- Born: November 4, 1925 Hertford, North Carolina
- Died: May 14, 2006 (aged 80) At home, Hertford, North Carolina
- Education: North Carolina Agricultural and Technical State University; New York University;
- Known for: First African-American PhD in mathematics from NYU; First chair ECSU Department of Physical Sciences and Mathematics;
- Scientific career
- Fields: Mathematician and professor;
- Workplaces: Elizabeth City State University (ECSU);

= Louise Nixon Sutton =

African-American mathematician

Louise Nixon Sutton (November 4, 1925 – May 14, 2006) was a mathematician. She was the first African-American woman to be awarded a PhD in mathematics education by New York University, and the first chair of the Department of Physical Sciences and Mathematics at Elizabeth City State University.

==Early life and education==
Sutton was born in Hertford, North Carolina. Her parents were Annie McNair Nixon and John Calhoun Nixon, and she had three brothers: John Stuart Nixon, Norris Lee Nixon, and Thomas Rufus Nixon. She gained a B.S. from the North Carolina Agricultural and Technical State University in 1946, and an MA from New York University in 1951. She was awarded the first PhD in mathematics education to an African American at New York University in 1962, for a dissertation titled Concept learning in trigonometry and analytic geometry at the college level: a comparative study of two methods of teaching trigonometry and analytic geometry at the college level.

==Career==
After gaining her degrees, Sutton taught mathematics at James B. Dudley High School in Greensboro, North Carolina, from 1946 to 1947. She was very interested in math at school. From 1947 to 1954 she was assistant professor at North Carolina A&T State University, before moving to hold the same position at Delaware State College from 1957 to 1962.

In 1962 she became Professor and Chair of the Physical Sciences and Mathematics Department at Elizabeth City State University in Elizabeth City, North Carolina.

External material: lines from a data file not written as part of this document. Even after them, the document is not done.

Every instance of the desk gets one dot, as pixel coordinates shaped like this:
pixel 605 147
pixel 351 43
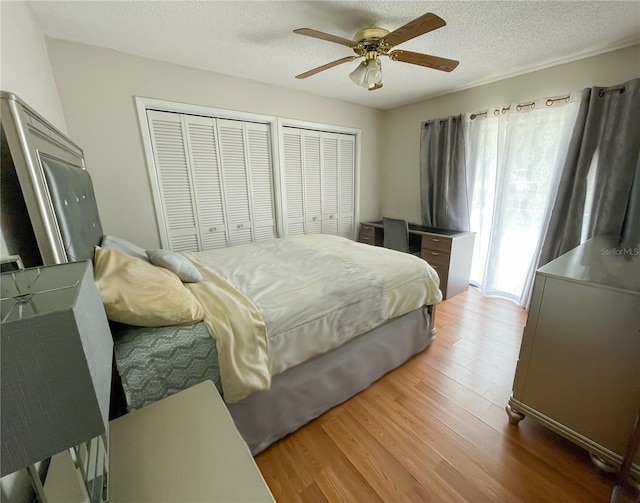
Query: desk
pixel 449 252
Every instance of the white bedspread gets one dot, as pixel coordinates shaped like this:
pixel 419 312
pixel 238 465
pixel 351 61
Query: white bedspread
pixel 300 297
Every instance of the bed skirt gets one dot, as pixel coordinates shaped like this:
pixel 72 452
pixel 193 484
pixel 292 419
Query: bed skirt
pixel 306 391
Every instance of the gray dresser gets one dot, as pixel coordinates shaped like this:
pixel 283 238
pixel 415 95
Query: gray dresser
pixel 579 366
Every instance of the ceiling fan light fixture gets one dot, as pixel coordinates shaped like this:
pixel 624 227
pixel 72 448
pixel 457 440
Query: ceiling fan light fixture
pixel 367 74
pixel 359 75
pixel 374 73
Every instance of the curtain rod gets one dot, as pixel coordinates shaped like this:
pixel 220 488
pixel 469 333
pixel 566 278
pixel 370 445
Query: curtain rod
pixel 520 106
pixel 602 92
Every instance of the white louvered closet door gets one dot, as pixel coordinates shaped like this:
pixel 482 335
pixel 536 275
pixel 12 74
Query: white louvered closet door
pixel 330 183
pixel 174 180
pixel 293 181
pixel 346 188
pixel 258 147
pixel 312 170
pixel 207 182
pixel 235 180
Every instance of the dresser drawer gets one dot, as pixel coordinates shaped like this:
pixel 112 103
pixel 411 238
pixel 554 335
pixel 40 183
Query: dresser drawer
pixel 436 258
pixel 436 243
pixel 367 231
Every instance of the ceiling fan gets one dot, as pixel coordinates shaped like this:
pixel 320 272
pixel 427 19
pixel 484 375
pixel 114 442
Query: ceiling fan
pixel 371 43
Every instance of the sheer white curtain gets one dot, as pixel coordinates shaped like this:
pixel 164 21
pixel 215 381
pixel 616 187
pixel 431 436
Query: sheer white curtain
pixel 514 162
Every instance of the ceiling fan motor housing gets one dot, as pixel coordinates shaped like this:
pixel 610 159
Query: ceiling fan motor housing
pixel 370 33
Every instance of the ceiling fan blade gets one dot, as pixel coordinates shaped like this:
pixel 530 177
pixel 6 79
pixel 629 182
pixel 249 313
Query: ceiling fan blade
pixel 424 24
pixel 325 36
pixel 325 67
pixel 416 58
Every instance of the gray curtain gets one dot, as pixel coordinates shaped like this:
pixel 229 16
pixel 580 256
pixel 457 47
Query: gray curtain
pixel 443 185
pixel 606 138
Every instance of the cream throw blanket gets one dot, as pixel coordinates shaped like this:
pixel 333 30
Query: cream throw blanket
pixel 274 304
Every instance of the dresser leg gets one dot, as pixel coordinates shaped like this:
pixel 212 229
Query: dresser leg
pixel 514 416
pixel 603 465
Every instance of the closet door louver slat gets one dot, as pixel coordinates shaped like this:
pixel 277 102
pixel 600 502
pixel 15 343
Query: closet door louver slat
pixel 330 183
pixel 294 201
pixel 313 181
pixel 258 143
pixel 173 176
pixel 202 141
pixel 236 188
pixel 346 185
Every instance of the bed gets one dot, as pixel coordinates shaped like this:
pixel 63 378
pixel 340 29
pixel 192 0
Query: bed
pixel 321 317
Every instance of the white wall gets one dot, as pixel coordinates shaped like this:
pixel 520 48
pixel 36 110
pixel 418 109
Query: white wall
pixel 97 89
pixel 400 169
pixel 25 70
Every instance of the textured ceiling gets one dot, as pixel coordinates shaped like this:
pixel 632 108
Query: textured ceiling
pixel 254 40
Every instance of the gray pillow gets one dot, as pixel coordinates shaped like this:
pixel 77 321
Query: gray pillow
pixel 124 246
pixel 176 263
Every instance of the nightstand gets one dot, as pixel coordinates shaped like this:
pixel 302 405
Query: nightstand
pixel 182 448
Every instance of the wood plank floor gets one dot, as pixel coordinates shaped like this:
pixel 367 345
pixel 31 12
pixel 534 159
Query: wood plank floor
pixel 435 429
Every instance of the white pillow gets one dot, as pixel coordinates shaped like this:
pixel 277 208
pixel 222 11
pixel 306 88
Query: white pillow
pixel 176 263
pixel 137 293
pixel 124 246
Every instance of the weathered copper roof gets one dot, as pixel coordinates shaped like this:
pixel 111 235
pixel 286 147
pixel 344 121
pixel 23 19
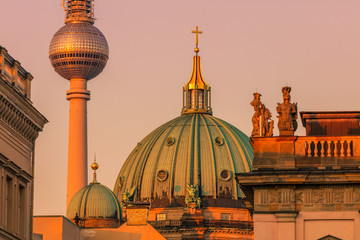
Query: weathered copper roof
pixel 94 201
pixel 191 149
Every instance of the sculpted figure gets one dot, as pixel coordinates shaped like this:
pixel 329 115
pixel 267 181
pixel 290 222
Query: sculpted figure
pixel 287 114
pixel 261 120
pixel 128 196
pixel 192 200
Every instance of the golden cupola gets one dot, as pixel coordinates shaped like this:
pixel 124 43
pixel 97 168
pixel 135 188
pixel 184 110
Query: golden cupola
pixel 196 93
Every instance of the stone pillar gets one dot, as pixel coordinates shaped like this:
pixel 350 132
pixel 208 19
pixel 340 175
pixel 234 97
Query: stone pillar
pixel 78 95
pixel 286 225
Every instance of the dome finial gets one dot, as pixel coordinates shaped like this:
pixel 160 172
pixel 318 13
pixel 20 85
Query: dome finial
pixel 197 32
pixel 94 166
pixel 79 10
pixel 196 93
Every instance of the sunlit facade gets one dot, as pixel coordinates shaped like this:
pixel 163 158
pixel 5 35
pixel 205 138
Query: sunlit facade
pixel 20 124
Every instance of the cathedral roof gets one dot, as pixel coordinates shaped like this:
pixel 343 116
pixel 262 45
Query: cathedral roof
pixel 94 201
pixel 194 149
pixel 197 149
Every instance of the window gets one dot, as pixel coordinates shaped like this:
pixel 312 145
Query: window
pixel 226 216
pixel 21 211
pixel 160 216
pixel 9 198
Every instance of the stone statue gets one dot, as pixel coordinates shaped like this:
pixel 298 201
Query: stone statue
pixel 261 120
pixel 287 114
pixel 192 200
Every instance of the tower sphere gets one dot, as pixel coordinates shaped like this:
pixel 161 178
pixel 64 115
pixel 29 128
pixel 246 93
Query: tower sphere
pixel 78 50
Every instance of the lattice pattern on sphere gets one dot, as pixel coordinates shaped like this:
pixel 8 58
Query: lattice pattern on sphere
pixel 78 50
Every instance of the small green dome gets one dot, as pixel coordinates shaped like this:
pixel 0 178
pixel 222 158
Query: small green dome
pixel 196 149
pixel 94 201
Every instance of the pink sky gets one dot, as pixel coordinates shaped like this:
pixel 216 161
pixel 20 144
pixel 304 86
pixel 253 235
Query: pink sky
pixel 313 46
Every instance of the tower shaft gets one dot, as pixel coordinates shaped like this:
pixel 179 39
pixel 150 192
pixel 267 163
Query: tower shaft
pixel 78 95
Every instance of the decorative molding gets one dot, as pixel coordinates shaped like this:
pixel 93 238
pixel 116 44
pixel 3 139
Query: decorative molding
pixel 18 121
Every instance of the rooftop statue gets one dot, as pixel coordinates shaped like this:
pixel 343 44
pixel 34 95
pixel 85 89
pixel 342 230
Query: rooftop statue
pixel 192 200
pixel 287 114
pixel 261 120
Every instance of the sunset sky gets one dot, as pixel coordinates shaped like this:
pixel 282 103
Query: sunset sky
pixel 247 46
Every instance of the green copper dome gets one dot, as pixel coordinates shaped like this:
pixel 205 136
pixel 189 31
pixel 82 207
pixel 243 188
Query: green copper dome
pixel 95 201
pixel 195 148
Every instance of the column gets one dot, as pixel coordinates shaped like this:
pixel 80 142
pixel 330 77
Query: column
pixel 78 95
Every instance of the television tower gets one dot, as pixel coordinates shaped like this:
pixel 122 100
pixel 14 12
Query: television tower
pixel 78 52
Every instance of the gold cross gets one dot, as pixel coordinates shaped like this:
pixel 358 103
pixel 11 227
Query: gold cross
pixel 197 32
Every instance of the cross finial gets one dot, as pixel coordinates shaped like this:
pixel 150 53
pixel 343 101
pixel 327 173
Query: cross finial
pixel 197 32
pixel 94 166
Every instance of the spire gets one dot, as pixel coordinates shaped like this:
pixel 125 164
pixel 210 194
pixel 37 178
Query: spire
pixel 196 93
pixel 94 166
pixel 79 10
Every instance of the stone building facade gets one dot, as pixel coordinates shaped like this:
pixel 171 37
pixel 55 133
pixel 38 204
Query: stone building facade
pixel 20 124
pixel 307 187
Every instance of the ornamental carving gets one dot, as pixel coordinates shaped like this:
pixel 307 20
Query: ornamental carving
pixel 192 199
pixel 356 196
pixel 299 197
pixel 261 120
pixel 338 196
pixel 18 121
pixel 318 196
pixel 275 197
pixel 287 114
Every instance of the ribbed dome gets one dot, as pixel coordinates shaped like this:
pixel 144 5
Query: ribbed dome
pixel 191 149
pixel 94 201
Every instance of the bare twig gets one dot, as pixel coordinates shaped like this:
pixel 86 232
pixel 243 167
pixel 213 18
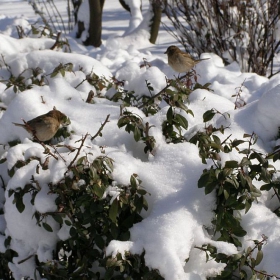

Sutton was a member of the North Carolina A&T State University Alumni Association, Delta Sigma Theta sorority, National Association of University Women, and the National Council of Teachers of Mathematics. She was Chairperson of the National Association of University Women from 1977 to 1978, and a member of Alpha Kappa Mu, and Beta Kappa Chi Scientific Society.

==Personal life==
Sutton died at home in Hertford, North Carolina, on May 14, 2006. She had been an active member of the St. Paul A.M.E. Zion Church, NAACP, George Washington Carver Floral Club, Arabia Court No. 35 of Daughters of Isis, and the North Carolina State Retired Employees Association.